Reports include that of a Catholic priest who had multiple reports for alleged child sex offences and who was moved by the Catholic Bishop [O'Connor] over to the CoE diocese of Chichester and became an Anglican Minister.

"The relationship between the [Catholic] Diocese of Arundel and Brighton [O'Connor's] and [the Anglican one of] Chichester [in which Peter Ball, mentioned below, ministered] has been historically close. … in the 1980s … Bishops Cormac Murphy O'Connor and Peter Ball [not imprisoned until 2015 on multiple counts of sexual abuse committed over twenty years earlier] were close friends and it is now [claimed] that both sat on multiple reports of child sexual abuse by clergy and did nothing to protect children from further abuse.

"In total upwards of 17 Anglican and 19 Catholic clergy have been reported to have abused children up to the late 1990s within these Dioceses. Most lived and/or worked within one small geographic area which adds to the concern that there [may have been] a network of sex offenders shoaling for victims within church communities, schools, cathedrals, youth groups and scouting groups."

Even the Daily Telegraph reported police investigations into "claims that O'Connor hampered Hill's prosecution" and if the claims above are correct about O'Connor's close friendship and nefarious collaboration with the devious and mendacious Peter Ball, who escaped justice for decades, this does not seem in the least far-fetched.

At least, however, O'Connor is still indelibly connected in the public's mind with the disgraceful Michael Hill saga, having been widely reported including in The Times, with severe criticisms including "Victims' groups demanded his resignation in 2002".

The Church could not but have known very much more. But the process of rewriting history is no doubt in full progress.

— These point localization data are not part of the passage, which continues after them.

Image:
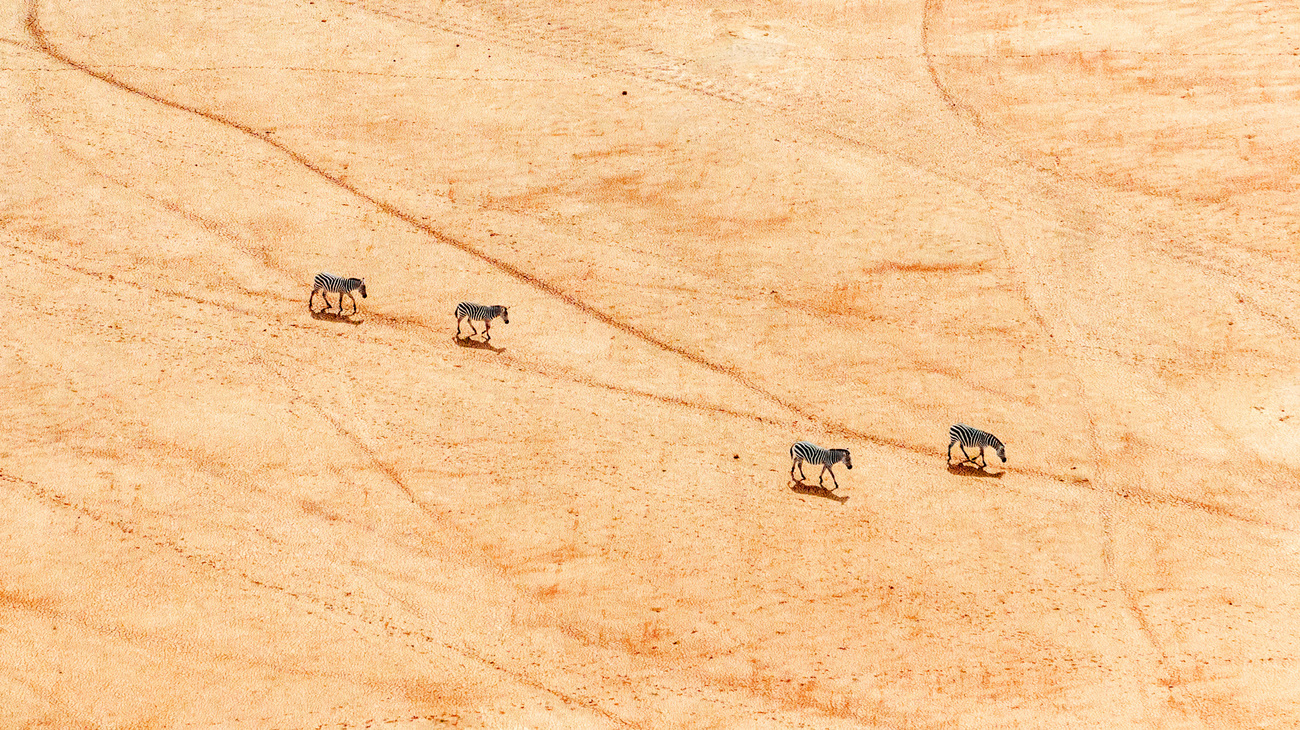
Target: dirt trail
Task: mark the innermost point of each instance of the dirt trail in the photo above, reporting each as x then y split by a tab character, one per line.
719	231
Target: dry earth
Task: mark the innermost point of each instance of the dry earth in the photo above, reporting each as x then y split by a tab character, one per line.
719	229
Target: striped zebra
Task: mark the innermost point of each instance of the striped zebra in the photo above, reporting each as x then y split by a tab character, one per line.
827	457
339	286
965	437
477	312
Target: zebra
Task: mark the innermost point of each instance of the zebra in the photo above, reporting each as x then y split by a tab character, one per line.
965	435
469	311
339	286
827	457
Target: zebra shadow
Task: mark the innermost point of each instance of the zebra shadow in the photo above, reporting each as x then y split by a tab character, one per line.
815	490
325	316
971	469
476	344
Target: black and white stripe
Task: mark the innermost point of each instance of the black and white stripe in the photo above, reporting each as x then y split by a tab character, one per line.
339	286
480	313
967	437
813	453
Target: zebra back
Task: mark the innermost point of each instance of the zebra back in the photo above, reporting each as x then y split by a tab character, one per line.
479	311
329	282
970	435
814	453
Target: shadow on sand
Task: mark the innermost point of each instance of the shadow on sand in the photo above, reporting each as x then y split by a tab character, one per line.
971	469
477	344
814	490
325	316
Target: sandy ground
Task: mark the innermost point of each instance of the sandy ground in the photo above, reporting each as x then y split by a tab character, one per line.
719	229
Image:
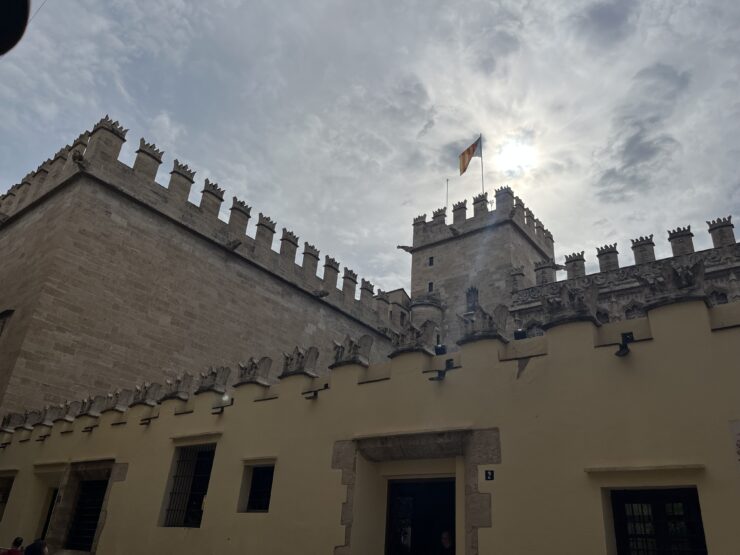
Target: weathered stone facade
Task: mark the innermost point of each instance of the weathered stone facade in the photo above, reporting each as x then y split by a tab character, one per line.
109	278
113	279
135	326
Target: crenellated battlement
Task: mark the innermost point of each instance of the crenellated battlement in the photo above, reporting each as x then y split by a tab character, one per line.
300	378
508	209
93	157
616	293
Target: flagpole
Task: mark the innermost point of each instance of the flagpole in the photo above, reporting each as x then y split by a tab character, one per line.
482	184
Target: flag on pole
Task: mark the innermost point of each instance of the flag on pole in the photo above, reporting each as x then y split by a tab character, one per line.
469	153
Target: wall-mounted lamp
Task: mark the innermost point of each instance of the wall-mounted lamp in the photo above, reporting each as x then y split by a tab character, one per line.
624	349
441	374
314	393
221	403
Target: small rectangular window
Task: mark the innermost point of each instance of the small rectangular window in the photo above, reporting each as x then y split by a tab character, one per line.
4	318
192	472
6	484
256	488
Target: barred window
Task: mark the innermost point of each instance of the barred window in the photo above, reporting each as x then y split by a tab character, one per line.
6	484
189	485
4	317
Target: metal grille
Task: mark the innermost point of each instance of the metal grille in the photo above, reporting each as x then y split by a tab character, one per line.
87	513
658	522
189	485
6	484
4	317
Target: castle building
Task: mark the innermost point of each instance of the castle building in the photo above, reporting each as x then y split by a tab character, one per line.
173	384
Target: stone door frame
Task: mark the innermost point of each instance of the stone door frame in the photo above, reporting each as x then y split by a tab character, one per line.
477	447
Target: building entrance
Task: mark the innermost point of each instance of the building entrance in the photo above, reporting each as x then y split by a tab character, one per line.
420	512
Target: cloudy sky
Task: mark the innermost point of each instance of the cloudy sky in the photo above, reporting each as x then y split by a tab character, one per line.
342	120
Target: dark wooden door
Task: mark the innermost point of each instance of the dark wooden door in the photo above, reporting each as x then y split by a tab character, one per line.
87	514
419	511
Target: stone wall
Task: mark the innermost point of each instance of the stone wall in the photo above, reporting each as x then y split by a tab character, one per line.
480	252
114	279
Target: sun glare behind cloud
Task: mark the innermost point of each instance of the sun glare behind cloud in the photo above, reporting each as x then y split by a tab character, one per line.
515	157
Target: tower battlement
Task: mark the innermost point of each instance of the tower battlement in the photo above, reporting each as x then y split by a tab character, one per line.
618	293
509	209
94	155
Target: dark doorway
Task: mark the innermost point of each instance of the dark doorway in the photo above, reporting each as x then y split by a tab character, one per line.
419	512
49	511
84	524
658	522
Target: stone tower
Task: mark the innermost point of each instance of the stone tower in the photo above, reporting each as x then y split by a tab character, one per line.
478	261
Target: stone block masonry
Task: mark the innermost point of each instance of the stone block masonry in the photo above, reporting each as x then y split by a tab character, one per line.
113	279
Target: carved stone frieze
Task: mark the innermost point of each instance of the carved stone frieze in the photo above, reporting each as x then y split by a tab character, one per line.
254	371
626	293
350	351
300	361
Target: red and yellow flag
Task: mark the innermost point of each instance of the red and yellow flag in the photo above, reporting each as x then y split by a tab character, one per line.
468	154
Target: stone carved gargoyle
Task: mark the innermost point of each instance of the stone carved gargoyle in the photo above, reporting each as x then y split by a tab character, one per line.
478	324
13	420
350	351
672	279
300	361
52	413
214	379
255	371
411	338
147	394
179	388
571	303
32	418
688	276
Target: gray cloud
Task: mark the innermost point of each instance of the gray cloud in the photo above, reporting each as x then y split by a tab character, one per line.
606	23
640	148
343	120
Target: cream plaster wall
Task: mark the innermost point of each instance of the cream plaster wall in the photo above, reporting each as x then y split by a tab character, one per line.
574	421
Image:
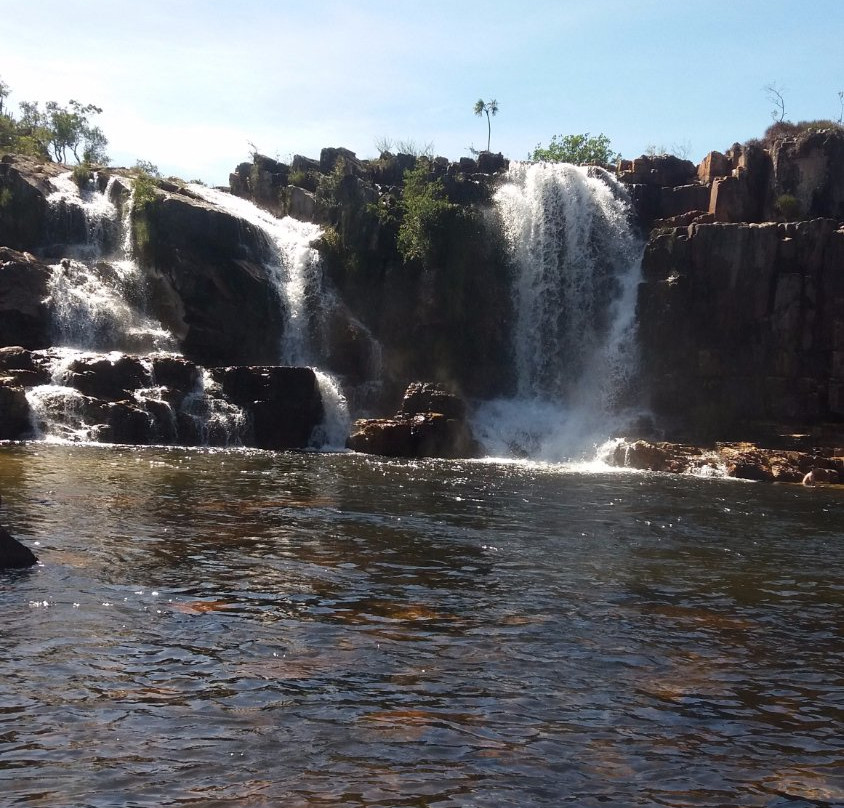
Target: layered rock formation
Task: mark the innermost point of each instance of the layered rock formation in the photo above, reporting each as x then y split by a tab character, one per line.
740	317
157	399
430	422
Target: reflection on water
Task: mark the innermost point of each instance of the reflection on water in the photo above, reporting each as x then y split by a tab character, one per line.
249	628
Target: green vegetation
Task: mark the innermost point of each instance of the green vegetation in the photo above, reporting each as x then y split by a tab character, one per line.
425	212
786	129
577	149
788	207
82	175
489	108
144	188
54	133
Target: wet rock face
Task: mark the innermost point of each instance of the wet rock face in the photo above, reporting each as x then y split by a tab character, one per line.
23	204
430	423
283	404
13	554
24	316
744	461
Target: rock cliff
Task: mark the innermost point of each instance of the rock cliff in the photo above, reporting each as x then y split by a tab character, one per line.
740	313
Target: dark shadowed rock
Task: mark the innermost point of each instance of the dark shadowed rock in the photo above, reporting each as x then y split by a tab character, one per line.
15	423
284	404
106	379
24	316
13	554
207	282
425	397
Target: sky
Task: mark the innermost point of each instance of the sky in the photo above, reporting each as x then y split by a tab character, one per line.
194	87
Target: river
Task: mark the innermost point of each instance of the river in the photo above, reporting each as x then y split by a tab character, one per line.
244	628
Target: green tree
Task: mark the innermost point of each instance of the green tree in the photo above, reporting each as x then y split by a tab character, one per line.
578	149
4	94
425	212
63	132
489	108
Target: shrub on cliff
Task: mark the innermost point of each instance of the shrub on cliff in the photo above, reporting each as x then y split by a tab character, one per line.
578	149
56	132
787	129
425	211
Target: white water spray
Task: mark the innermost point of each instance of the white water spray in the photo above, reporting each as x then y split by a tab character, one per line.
295	268
577	267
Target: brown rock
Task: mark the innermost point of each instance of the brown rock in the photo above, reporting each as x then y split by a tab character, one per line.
712	166
24	317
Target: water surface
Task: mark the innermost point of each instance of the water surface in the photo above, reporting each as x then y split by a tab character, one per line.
250	628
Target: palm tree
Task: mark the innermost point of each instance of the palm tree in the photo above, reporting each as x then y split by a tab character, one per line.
490	108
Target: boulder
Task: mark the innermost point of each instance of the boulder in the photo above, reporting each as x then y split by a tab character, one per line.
425	397
431	422
284	404
489	163
24	316
24	188
13	554
389	437
15	423
108	379
205	270
714	165
821	476
661	170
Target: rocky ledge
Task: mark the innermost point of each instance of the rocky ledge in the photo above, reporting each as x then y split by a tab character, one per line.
158	398
431	422
744	461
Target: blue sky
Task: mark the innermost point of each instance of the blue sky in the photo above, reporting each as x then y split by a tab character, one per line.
189	85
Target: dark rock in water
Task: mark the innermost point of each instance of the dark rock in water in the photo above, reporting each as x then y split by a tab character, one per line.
13	554
24	183
430	423
205	268
390	437
24	317
424	397
284	404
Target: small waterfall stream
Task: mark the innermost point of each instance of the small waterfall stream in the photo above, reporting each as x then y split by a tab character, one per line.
577	266
98	298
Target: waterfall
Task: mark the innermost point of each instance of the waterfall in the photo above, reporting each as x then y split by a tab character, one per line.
97	293
295	268
97	300
576	269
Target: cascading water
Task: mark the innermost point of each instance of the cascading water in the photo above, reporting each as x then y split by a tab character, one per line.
294	265
577	266
97	299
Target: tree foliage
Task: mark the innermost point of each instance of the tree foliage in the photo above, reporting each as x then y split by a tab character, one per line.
489	108
55	133
579	149
425	212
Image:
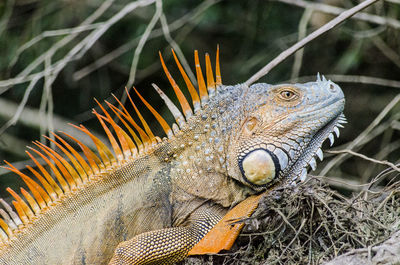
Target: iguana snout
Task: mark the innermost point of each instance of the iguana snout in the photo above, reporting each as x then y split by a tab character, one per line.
279	138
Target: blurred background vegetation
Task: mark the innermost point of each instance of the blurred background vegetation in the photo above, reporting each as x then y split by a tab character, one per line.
56	56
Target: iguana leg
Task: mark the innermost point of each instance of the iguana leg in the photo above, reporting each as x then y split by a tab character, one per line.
165	246
223	235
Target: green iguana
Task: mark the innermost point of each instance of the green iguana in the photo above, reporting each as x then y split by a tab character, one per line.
149	200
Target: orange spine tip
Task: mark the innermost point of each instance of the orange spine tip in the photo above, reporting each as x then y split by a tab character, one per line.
37	191
50	195
57	173
75	176
74	154
143	135
200	78
138	142
111	138
218	80
142	120
46	174
104	152
125	144
24	207
210	75
6	228
117	130
93	160
64	173
21	213
159	118
181	98
192	90
32	202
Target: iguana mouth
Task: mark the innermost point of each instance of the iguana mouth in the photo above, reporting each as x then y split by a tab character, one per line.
313	149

Does it not however speak volumes about the Pope and Catholic Church that, given all the above, they chose, out of all the possible candidates, "His Eminence Cardinal" Cormac Murphy O'Connor to be a cardinal, to be the most senior Catholic in England and Wales, to be Emeritus Archbishop of Westminster, and to be the Pope's Apostolic Visitor to investigate clerical child abuse in the Archdiocese of Armagh?

But maybe we should not be surprised. The Pope tellingly did not strip O'Connor's fellow Cardinal in Scotland, Keith O'Brien, of his cardinal's biretta for abusing his rank with decades of predatory sexual activity, when it all came to light in 2013. There, homosexuality seemed more like a job requirement than a sackable offence.

It seems from the Gibb Report into disgraced former Bishop Ball that Sussex police appear to have done a workman-like job on abuse in the Anglican diocese. I would have suggested that the Sussex Police now turn their attention to the Catholic diocese, but unfortunately the CPS told them in 2003 to abandon the investigation whilst refusing to explain why. Hopefully this was not because of O'Connor's clerical rank, just like the CofE's Report suggested Peter Ball's cleric rank was the reason he escaped justice in 1993.